La Pierre de l’Onction

Jérusalem, Israël.

À l’entrée de la Basilique du Saint-Sépulcre, la Pierre de l’Onction où le corps du Christ fut déposé, lavé et embaumé par Joseph d’Arimathie et Nicodème avant sa mise au tombeau.

Les six cierges qui surmontent la Pierre appartiennent deux à deux aux Catholiques, aux Orthodoxes et Arméniens apostoliques en un jaloux privilège.

Dans le même esprit de rivalité entre sectes dans le lieu le plus saint de la Chrétienté, les huit lampes à huile sont dévolues qui aux Catholiques, qui aux Orthodoxes, aux Coptes ou aux Arméniens.

Les pèlerins se succèdent, surtout des femmes, embrassant la Pierre, y frottant des foulards et des châles, y déposant divers objets qui s’imprègnent de sa magie, et qu’ils peuvent ensuite distribuer, voire monnayer, auprès de leur communauté d’origine.

Petit détail : cette pierre n’est pas la Pierre d’Onction mais une dalle de marbre rose déposée au-dessus de la véritable relique en 1810 afin de la protéger des déprédations commises par les pèlerins qui en arrachaient des bouts…

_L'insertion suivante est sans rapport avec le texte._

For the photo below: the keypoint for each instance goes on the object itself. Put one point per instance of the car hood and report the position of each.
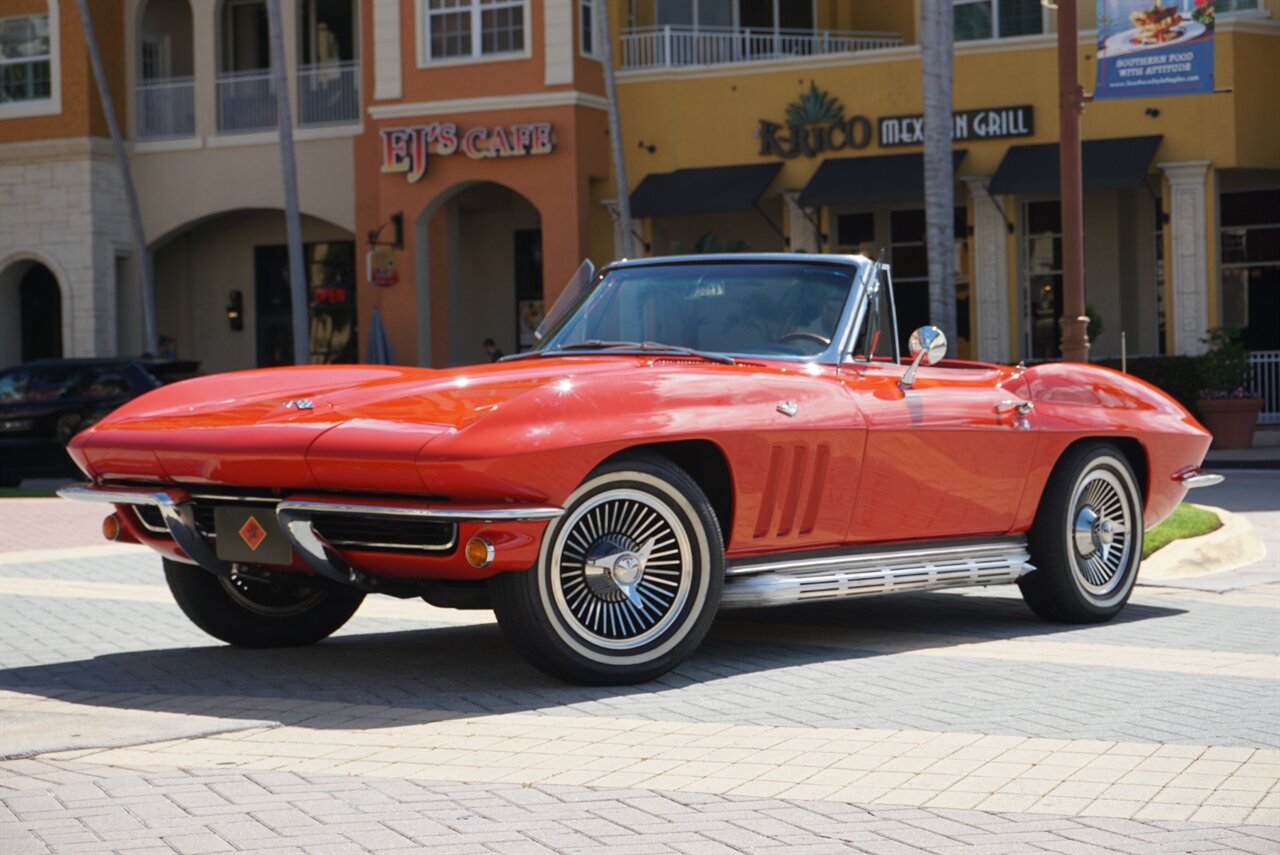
(341, 426)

Il faut espérer que le pouvoir magique de la Pierre véritable passe au travers du marbre.

Les récits médiévaux arthuriens racontent que Joseph d’Arimathie recueillit aussi le sang du Christ mort dans un vase, le Saint Graal, qu’il emporta avec la Sainte Lance vers la Bretagne, armoricaine ou insulaire.

C’est le Graal et la Lance que Perceval voit passer devant lui dans le troublant Conte du Graal de Chrétien de Troyes.